ICAO estimates CORSIA will cover the offsetting of about 2.5 to 4 gigatonnes of CO₂ across the 2021-2035 period — a number that depends heavily on actual aviation growth and SAF deployment. Per-airline obligations in 2024 are still modest because emissions have only just returned to baseline; obligations are expected to ramp quickly through the second phase.

Frequently asked

Does CORSIA cover domestic flights?
No. CORSIA covers only international flights between participating states. Domestic aviation falls under each country's own climate policy — the UK ETS, US EPA rules, China's national ETS pilot for aviation, and so on.

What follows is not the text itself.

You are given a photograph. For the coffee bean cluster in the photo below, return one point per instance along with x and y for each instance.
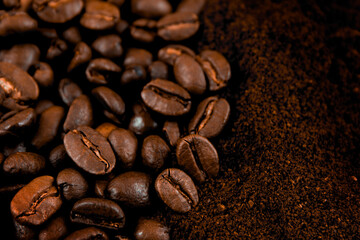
(93, 132)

Is CORSIA enough to put aviation on a 1.5 °C path?
Not by itself. CORSIA is designed to offset growth above the baseline, not to reduce absolute emissions. Aviation's net-zero-by-2050 path requires sustainable aviation fuel, more efficient aircraft, and operational improvements alongside CORSIA — the offsetting layer is the last-mile fallback, not the main mechanism.
Why are some Verra credits not CORSIA-eligible?
ICAO's Technical Advisory Body applies a strict eligibility filter: only credits that meet additionality, permanence, and double-counting safeguards are approved, and only specific vintages. Many credits that satisfy a standard certification are still excluded by CORSIA's tighter rules.
Do passengers pay for CORSIA?
Indirectly. CORSIA compliance costs are borne by airlines and largely passed through in ticket prices — at current eligible-unit prices the per-passenger cost is single-digit dollars on long-haul tickets. The transparency of the pass-through varies by carrier.